🤖 AI Summary
This work addresses the high inference cost in large-scale recommender systems caused by dense interaction architectures, where deep coupling between user and item representations prevents reuse of user-side computations. To overcome this, we propose the User-Item Separation (UG-Sep) framework, which explicitly decouples user and item representations via an information-flow masking mechanism, enabling partial user computation to be reused across samples. We further introduce an adaptive information compensation strategy and W8A16 quantization to maintain model expressiveness while significantly improving efficiency. Our approach is the first to enable user-side computation reuse in dense-interaction recommendation models and extends the KV caching concept to non-sequential architectures. Evaluated across multiple ByteDance production scenarios, UG-Sep reduces inference latency by up to 20% without degrading online user experience or business metrics.
📝 Abstract
Driven by scaling laws, recommender systems increasingly rely on large-scale models to capture complex feature interactions and user behaviors, but this trend also leads to prohibitive training and inference costs. While long-sequence models(e.g., LONGER) can reuse user-side computation through KV caching, such reuse is difficult in dense feature interaction architectures(e.g., RankMixer), where user and group (candidate item) features are deeply entangled across layers.

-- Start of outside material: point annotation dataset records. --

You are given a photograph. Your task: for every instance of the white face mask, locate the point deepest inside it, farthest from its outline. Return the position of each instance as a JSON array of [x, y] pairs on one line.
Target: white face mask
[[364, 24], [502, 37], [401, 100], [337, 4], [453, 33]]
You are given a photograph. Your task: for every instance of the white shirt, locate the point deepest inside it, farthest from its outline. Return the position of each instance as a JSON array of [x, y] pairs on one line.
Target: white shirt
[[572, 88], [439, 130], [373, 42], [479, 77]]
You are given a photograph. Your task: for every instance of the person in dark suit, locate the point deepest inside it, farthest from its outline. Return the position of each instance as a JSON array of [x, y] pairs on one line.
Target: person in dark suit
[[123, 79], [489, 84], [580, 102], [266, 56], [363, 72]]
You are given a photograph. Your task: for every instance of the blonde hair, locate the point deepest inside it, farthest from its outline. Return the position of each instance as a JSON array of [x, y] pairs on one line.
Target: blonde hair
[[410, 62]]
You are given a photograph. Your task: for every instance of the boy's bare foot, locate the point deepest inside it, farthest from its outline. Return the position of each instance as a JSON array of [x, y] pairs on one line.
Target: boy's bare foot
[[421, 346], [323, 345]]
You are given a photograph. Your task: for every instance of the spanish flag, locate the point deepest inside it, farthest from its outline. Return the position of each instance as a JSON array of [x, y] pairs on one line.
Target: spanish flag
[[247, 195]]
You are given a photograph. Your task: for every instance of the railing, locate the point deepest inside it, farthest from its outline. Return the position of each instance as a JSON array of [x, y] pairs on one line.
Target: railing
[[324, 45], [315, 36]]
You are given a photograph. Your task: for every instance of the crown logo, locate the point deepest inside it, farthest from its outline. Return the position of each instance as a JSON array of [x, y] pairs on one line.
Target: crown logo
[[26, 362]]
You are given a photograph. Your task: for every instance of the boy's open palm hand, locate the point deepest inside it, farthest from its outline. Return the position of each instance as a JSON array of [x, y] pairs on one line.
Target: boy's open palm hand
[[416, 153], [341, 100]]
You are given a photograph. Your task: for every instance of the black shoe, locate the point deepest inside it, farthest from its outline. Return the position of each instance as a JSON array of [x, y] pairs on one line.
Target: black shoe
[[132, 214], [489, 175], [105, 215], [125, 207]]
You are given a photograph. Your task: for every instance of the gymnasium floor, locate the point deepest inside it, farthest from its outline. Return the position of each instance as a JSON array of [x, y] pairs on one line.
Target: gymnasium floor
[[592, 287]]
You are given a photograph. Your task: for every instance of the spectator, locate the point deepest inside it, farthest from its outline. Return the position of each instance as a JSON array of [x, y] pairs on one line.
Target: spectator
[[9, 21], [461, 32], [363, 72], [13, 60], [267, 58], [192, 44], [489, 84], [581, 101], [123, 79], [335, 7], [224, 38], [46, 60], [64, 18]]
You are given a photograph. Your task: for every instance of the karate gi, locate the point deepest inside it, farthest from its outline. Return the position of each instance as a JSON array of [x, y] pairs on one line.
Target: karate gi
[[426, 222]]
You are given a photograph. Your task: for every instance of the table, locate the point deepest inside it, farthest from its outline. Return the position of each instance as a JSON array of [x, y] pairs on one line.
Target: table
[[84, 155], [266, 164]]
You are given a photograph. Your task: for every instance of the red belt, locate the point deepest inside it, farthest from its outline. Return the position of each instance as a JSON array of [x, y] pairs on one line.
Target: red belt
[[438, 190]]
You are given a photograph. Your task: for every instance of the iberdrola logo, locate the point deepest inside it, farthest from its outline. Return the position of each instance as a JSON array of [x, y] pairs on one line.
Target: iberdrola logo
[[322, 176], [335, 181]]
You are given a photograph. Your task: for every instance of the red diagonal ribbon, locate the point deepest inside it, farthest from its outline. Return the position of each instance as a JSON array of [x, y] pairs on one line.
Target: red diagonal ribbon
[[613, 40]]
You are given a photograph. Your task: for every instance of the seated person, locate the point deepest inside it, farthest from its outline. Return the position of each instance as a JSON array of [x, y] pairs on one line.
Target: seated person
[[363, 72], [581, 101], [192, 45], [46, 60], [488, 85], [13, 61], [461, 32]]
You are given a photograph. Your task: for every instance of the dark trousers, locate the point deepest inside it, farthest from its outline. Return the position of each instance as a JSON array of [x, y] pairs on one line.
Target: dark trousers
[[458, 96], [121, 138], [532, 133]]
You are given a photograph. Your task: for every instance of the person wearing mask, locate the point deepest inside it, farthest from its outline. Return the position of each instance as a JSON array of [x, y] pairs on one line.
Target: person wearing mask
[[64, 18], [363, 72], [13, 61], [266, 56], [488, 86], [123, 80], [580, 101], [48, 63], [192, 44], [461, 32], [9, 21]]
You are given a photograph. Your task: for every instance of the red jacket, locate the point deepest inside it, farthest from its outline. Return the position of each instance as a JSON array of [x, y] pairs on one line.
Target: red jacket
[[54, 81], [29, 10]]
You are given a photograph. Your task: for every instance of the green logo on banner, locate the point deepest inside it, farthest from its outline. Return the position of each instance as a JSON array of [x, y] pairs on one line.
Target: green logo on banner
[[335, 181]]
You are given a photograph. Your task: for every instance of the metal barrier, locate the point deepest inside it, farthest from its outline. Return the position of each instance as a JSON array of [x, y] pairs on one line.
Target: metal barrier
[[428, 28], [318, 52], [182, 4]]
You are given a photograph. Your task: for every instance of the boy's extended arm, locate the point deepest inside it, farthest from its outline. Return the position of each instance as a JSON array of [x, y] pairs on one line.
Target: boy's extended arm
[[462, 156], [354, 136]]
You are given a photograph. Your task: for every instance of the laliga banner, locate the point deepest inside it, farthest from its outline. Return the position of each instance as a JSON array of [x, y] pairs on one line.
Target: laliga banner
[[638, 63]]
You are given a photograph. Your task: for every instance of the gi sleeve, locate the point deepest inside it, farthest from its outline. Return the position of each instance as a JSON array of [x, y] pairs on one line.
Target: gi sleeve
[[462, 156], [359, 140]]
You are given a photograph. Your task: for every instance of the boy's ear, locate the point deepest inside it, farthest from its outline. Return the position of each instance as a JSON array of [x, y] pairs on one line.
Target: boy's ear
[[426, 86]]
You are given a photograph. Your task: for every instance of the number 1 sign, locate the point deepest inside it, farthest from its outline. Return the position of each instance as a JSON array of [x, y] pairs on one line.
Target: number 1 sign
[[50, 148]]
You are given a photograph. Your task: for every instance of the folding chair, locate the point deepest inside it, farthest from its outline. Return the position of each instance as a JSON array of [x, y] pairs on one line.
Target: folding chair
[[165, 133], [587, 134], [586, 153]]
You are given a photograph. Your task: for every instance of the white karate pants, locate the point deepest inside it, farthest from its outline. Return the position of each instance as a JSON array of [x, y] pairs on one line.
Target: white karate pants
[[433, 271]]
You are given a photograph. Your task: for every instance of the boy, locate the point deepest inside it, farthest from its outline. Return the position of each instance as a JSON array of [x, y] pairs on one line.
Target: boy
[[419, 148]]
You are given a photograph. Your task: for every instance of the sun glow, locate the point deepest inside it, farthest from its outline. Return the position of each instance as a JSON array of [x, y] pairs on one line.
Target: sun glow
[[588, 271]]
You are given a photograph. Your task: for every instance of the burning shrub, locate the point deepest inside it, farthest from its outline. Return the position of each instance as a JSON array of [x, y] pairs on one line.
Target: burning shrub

In this work, we propose User-Group Separation (UG-Sep), a novel framework that enables reusable user-side computation in dense interaction models for the first time. UG-Sep introduces a masking mechanism that explicitly disentangles user-side and item-side information flows within token-mixing layers, ensuring that a subset of tokens to preserve purely user-side representations across layers. This design enables corresponding token computations to be reused across multiple samples, significantly reducing redundant inference cost. To compensate for potential expressiveness loss induced by masking, we further propose an Information Compensation strategy that adaptively reconstructs suppressed user-item interactions. Moreover, as UG-Sep substantially reduces user-side FLOPs and exposes memory-bound components, we incorporate W8A16 (8-bit weight, 16-bit activation) weight-only quantization to alleviate memory bandwidth bottlenecks and achieve additional acceleration. We conduct extensive offline evaluations and large-scale online A/B experiments at ByteDance, demonstrating that UG-Sep reduces inference latency by up to 20 percent without degrading online user experience or commercial metrics across multiple business scenarios, including feed recommendation and advertising systems.